De passie van de patiënt

Wat maakt dat iemand verandert? Of meer in het bijzonder: wat maakt dat een patiënt zijn gedrag ook daadwerkelijk verandert?

In de medische wereld draait het in de spreekkamer vaak om de aard en omvang van de problematiek. Het uitvoerend handelen zelf is gebaseerd op richtlijnen en wetenschappelijk onderzoek. Dat klinkt heel hard en feitelijk, toch zullen velen herkennen dat het heel vaak niet zo eenduidig is.

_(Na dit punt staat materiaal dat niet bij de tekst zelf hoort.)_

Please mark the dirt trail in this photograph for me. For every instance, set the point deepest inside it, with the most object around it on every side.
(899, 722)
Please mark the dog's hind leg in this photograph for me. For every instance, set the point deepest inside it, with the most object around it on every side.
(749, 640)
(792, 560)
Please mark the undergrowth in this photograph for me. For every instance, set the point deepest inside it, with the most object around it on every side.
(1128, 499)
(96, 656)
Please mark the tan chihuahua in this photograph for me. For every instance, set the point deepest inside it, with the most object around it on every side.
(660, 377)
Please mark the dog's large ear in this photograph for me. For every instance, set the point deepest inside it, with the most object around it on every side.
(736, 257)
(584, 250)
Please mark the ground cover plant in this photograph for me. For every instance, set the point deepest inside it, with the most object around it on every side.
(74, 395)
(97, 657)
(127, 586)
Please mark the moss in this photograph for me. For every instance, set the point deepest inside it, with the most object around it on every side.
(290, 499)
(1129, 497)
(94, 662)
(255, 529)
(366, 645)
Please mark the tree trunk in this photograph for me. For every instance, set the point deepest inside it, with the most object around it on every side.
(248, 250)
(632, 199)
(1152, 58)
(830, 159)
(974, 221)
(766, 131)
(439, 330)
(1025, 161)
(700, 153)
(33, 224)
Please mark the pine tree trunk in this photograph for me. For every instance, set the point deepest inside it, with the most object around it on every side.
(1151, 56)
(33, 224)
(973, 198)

Er is zo veel meer dan ziekte of gebrek dat een mens doet plaatsnemen in een wachtkamer.

Over al dan niet succesvol verloop van behandelingen wordt regelmatig gepubliceerd, zeker ook waar het gedragsverandering betreft.

Ik zou in dat kader hier graag een lans willen breken voor de passie van de patiënt. Iedere patiënt heeft een vuurtje, hoe sluimerend ook. Iedere patiënt heeft daarmee een passie die daadwerkelijk een drijfveer kan zijn om ander gedrag te gaan vertonen. Belangrijker misschien wel is dat die drijfveer een basis kan zijn voor een blijvende gedragsverandering.

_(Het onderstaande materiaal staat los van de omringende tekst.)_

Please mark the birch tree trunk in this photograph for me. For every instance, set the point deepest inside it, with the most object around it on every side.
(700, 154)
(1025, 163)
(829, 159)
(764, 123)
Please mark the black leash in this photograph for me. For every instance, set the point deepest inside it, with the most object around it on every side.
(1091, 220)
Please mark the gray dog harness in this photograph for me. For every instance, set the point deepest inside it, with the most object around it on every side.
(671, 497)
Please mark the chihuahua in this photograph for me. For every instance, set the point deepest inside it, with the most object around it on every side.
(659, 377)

Om te illustreren hoe dit kan werken geef ik graag een voorbeeld uit de dagelijkse realiteit van onze poliklinische revalidatieprogramma’s.

De patiënt in kwestie was een jonge Turkse man van 24 jaar. Hij had bij een bedrijfsongeval zijn rug gebroken en het herstel wilde maar niet vlotten. Het bedrijf waar deze man werkte was een schoonmaakbedrijf. Hoe leuk mensen in de schoonmaak hun werk misschien ook vinden, het is niet waar je van droomt als je veertien bent. Volgens mij droomt niemand op zijn veertiende van een baantje in de schoonmaak. Dan heb je hele andere dromen.

Wat was er logischer dan te vragen naar zijn droom toen hij veertien was? Over het antwoord hoefde hij niet lang na te denken. Profvoetballer worden. Dat was zijn droom. Dat geloofde ik gelijk. Hij is niet de enige met dat visioen. Hij zag mijn reactie en vertelde vervolgens dat hij het ook daadwerkelijk tot profvoetballer had geschopt. Ik moet u bekennen dat ik die opmerking aanzag voor jeugdige branie en het later even heb gecontroleerd op internet. Het verhaal klopte. Deze jonge man was gestopt met zijn middelbare school om profvoetballer te worden en werd vervolgens afgekeurd op zijn knieën voor hij aan het grote werk toekwam. Dus stond hij met lege handen: geen schooldiploma en geen zwembad vol geld als gevierde held. Wat overbleef? De schoonmaak.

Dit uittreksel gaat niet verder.